How inference is served. Everything model-related goes through a single chat(messages, max_tokens) wrapper in llm.py; no other module imports transformers directly. The model is loaded once, lazily, on the Space's ZeroGPU — the multimodal default via MiniCPMV4_6ForConditionalGeneration + an AutoProcessor, the text-only fallbacks via AutoModelForCausalLM + AutoTokenizer — in bf16 with device_map="auto", and the GPU entrypoint is wrapped in @spaces.GPU. max_tokens is kept tight (256–512) because latency is the demo-killer. Model output is never trusted: replies expected to be JSON are parsed defensively, with one repair retry and a safe fallback so a malformed generation can never crash the study loop.

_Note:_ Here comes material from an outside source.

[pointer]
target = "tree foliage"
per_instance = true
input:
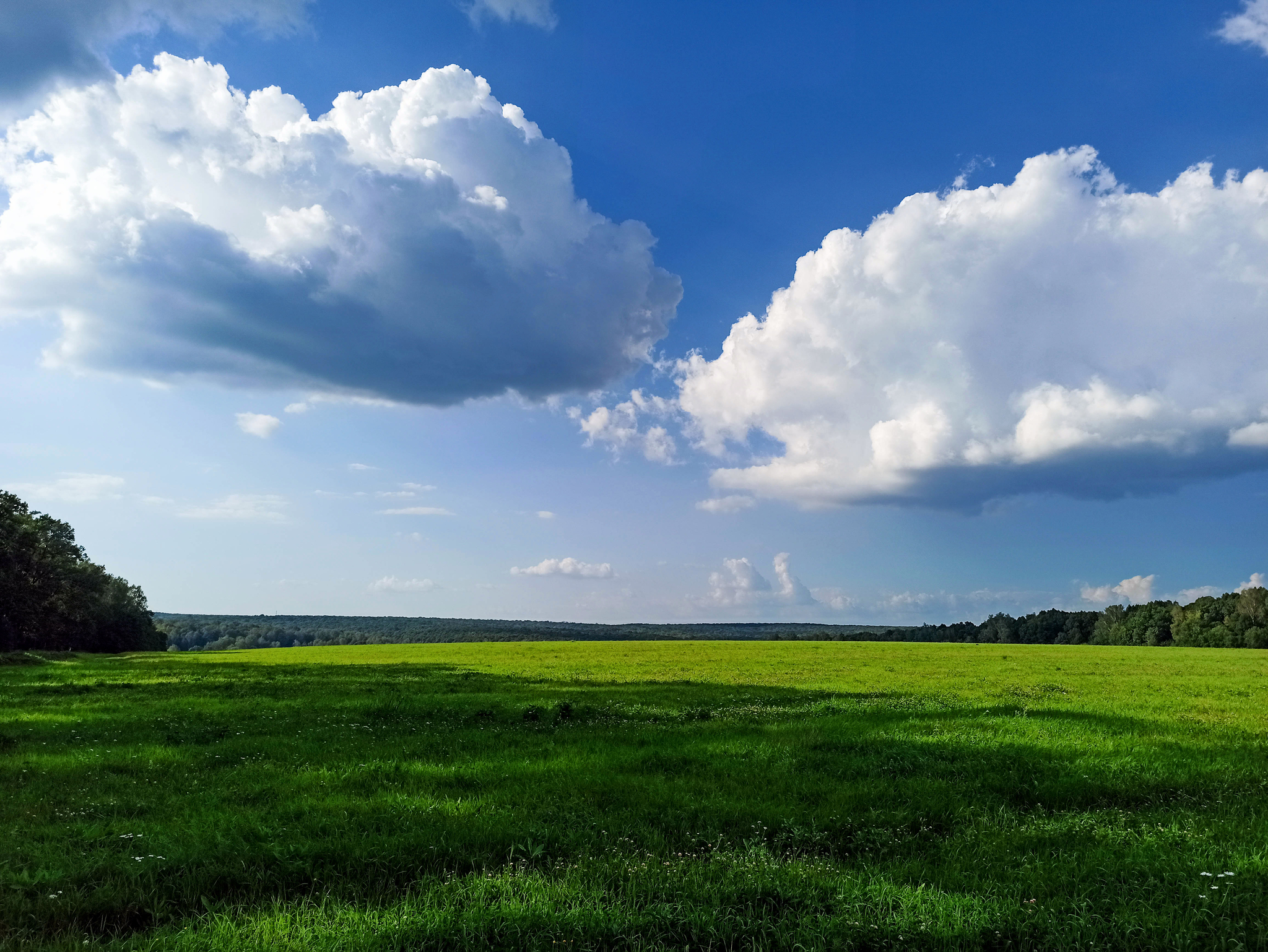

Stub mode. With RECALL_STUB=1 (the default) chat() returns canned replies, so the whole app runs and demos end-to-end with no GPU and no model download. Flip RECALL_STUB=0 to use the real model.
Fallback (config flip, no code change). If the Space is too slow or runs out of memory, swap to a smaller model by setting RECALL_MODEL — the rest of the pipeline is unchanged (the text-only fallbacks drop the image/OCR path):
# text fallback (8B)
RECALL_MODEL=8b RECALL_STUB=0 python server.py # MiniCPM4.1-8B
# fast fallback
RECALL_MODEL=1b RECALL_STUB=0 python server.py # MiniCPM5-1B
# mid fallback — ≤4B, so it qualifies for the Tiny Titan prize
RECALL_MODEL=4b RECALL_STUB=0 python server.py # MiniCPM3-4B
Project layout
| File | Owner | What it is |
|---|---|---|
schema.py |
shared | The data contract (Card, CardState, GradeResult, Session). Don't change without a sync. |
llm.py |
Nikolai | Shared MiniCPM inference wrapper + defensive JSON parsing. |
learning_engine.py |
Nikolai | Scheduling (SM-2-lite), grading, adaptation, follow-ups, recap. |
content_pipeline.py |
Frank | Text & image PDFs → chunks (scans render to page images for the vision model) → question cards. |
app.py |
Arturo | Gradio UI (Upload / Study / Recap) over gr.State — standalone fallback (python app.py). |
server.py |
— | FastAPI server: serves the custom frontend + JSON API over the backend. |
frontend/index.html |
— | The polished Recall design (Upload / Study / Recap), vanilla HTML/CSS/JS. |
How to work in parallel
- At kickoff, lock
schema.pytogether. - Each module already ships working stubs — build your real logic behind the
same function signatures, flip
RECALL_STUB=0to test for real. - Don't change public function signatures without telling the team.
The judging hook
The small model is load-bearing in three visible places: grading free-text answers with explanations, generating follow-up questions that drill the exact concept you missed, and reading scanned/photographed material to build the deck. Make sure the demo shows them.